V. C. Ziesenitz,1 P. M. Mullins,2 J. N. van den Anker,3 M. E. Amirshahi4; 1Department of Pediatric Cardiology, Heidelberg University, Heidelberg, Germany and Division of Pediatric Clinical Pharmacology, Children's National Medical Center, Washington, DC, 2George Washington University School of Medicine and Health Sciences, Washington, DC, 3Division of Pediatric Clinical Pharmacology, Children's National Medical Center, Washington DC, and Department of Pediatric Pharmacology, University Children's Hospital, Basel, Switzerland, 4Department of Emergency Medicine, MedStar Washington Hospital Center, Washington, DC

BACKGROUND: Over the past decade, an increasing number of parents choose not to vaccinate their children, which has coincided with outbreaks of vaccine-preventable diseases (VPD), such as pertussis, mumps and measles. This study describes patterns of childhood vaccinations (VAC) and outbreaks of VPD in the setting of the current anti-VAC movement.

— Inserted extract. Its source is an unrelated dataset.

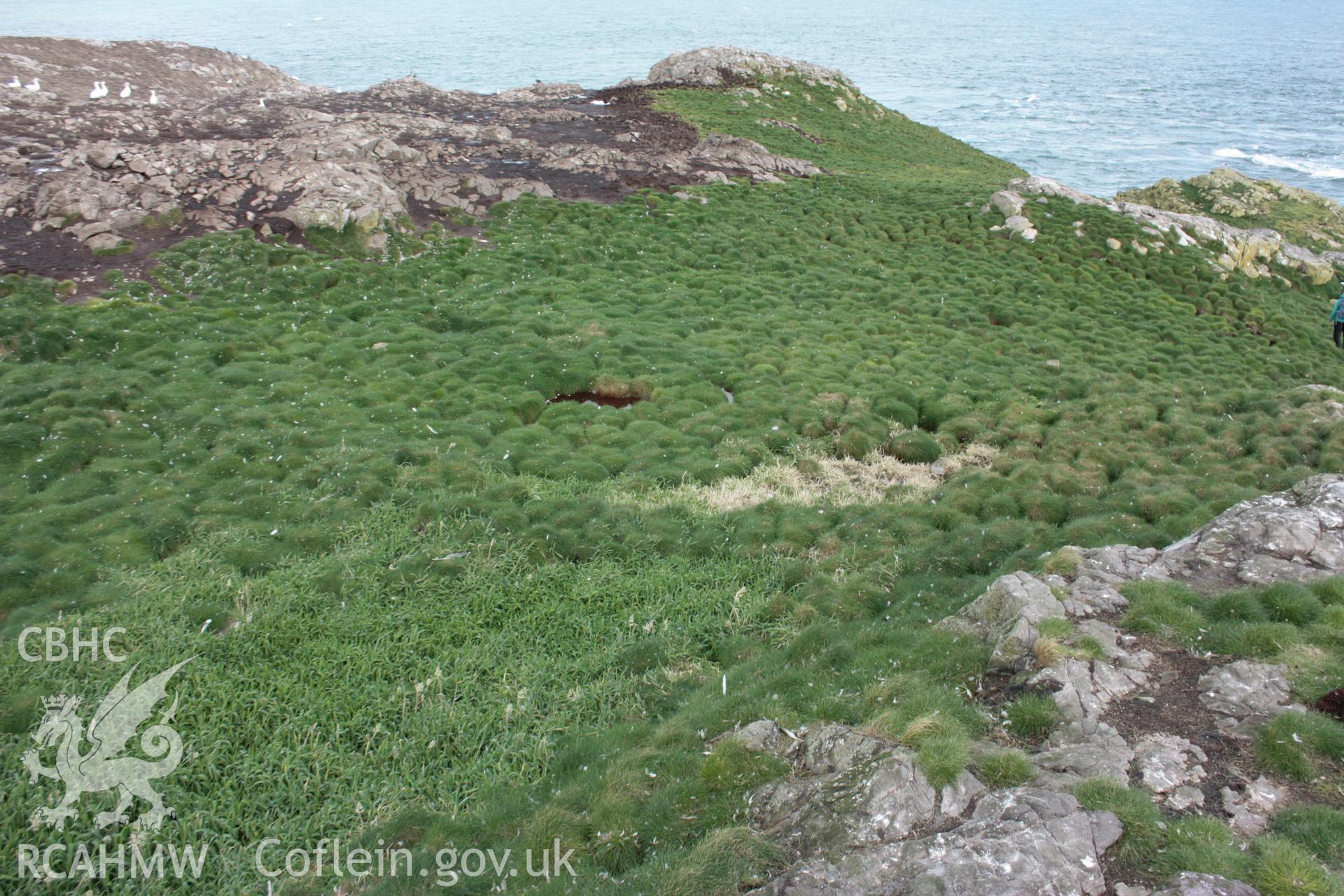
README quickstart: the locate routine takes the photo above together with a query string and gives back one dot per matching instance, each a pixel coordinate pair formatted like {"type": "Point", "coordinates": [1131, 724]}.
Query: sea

METHODS: A retrospective review of the CDC’s National Ambulatory Care Survey (NAMCS) 2006-2010 was performed. Visits for children < 15 years were included. Visits were stratified by age group (<1, 1-4, 5-14 yr) according to the US VAC schedule. Primary reason for visit and VAC use (bacterial/viral, toxoids, immune globulins) were compared between 2006 and 2010. The incidence of VPD in children < 15 years was assessed in the CDC’s Morbidity and Mortality Weekly Reports.

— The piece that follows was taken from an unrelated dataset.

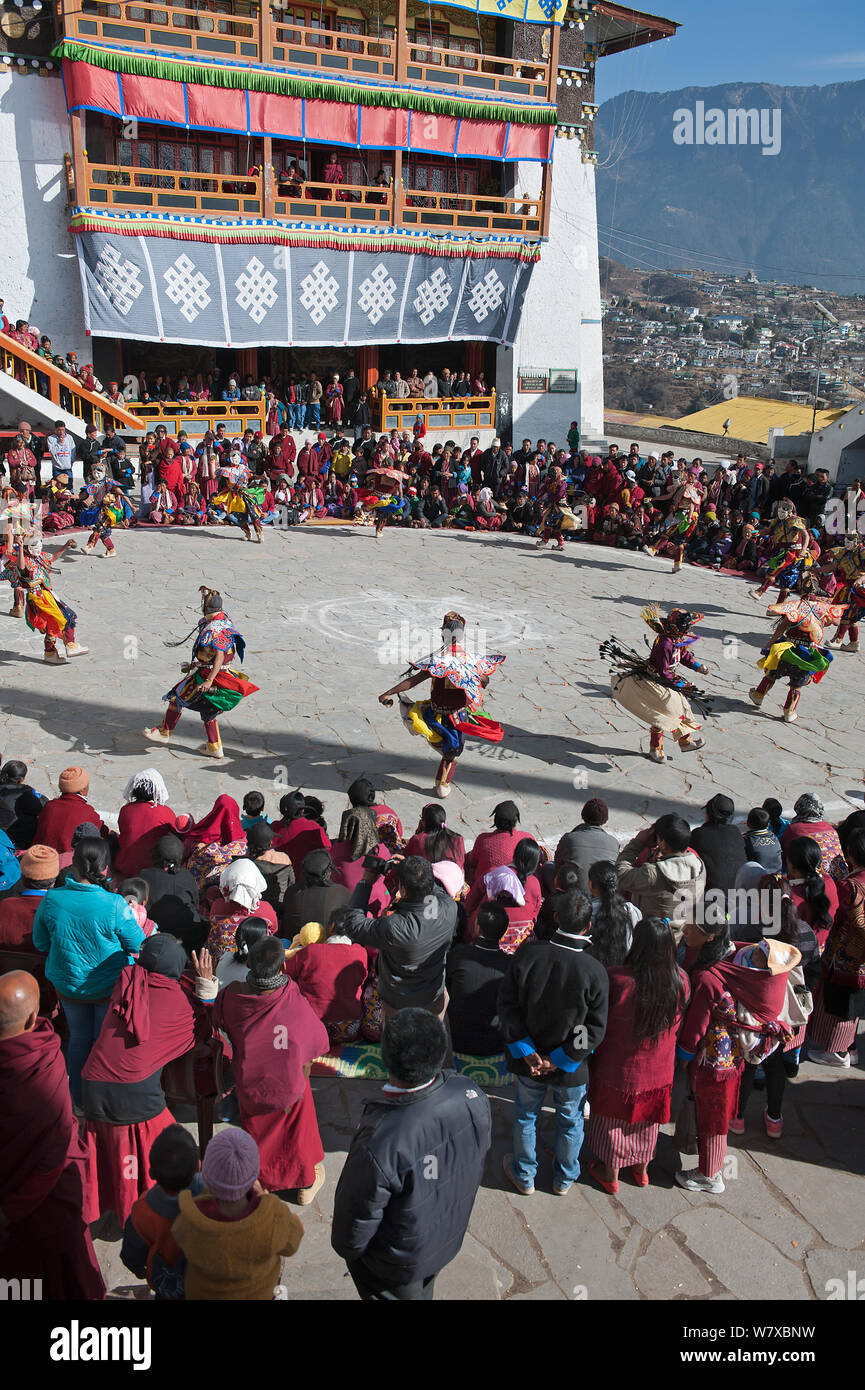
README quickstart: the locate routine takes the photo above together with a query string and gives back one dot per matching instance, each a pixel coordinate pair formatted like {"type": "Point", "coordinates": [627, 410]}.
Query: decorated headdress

RESULTS: A weighted estimate representing 797.2 million visits was included. Between 2006 and 2010 there was an increase in preventive care visits (30.0 to 36.7%) and VAC visits (13.3 to 20.2%, all p < 0.0001). Overall, VAC use increased from 23.3 to 29.9% of prescribed drugs between 2006 and 2010, peaking in 2008, which included bacterial and viral VAC (6.4 to 7.3%, and 11.6 to 17.5%, respectively) in all patients, the use of immunoglobulins in infants increased (0 to 0.5%, all p < 0.0001). Despite outbreaks of pertussis (18,665 cases in 2010), measles (95 cases in 2008) and mumps (1,466 cases in 2006), a slight reduction in the specific VAC use was found (toxoids 5.3 to 5.1%, measles-mumps-rubella (MMR) 1.8 to 1.6%). Influenza VAC increased from 1.5 to 6.3% following the 2009 H1N1 outbreak (all p < 0.0001).
CONCLUSION: Despite recent anti-VAC campaigns, overall VAC have increased from 2006 to 2010. Toxoid and MMR VAC use decreased, which should raise public health concern in the context of disease outbreaks.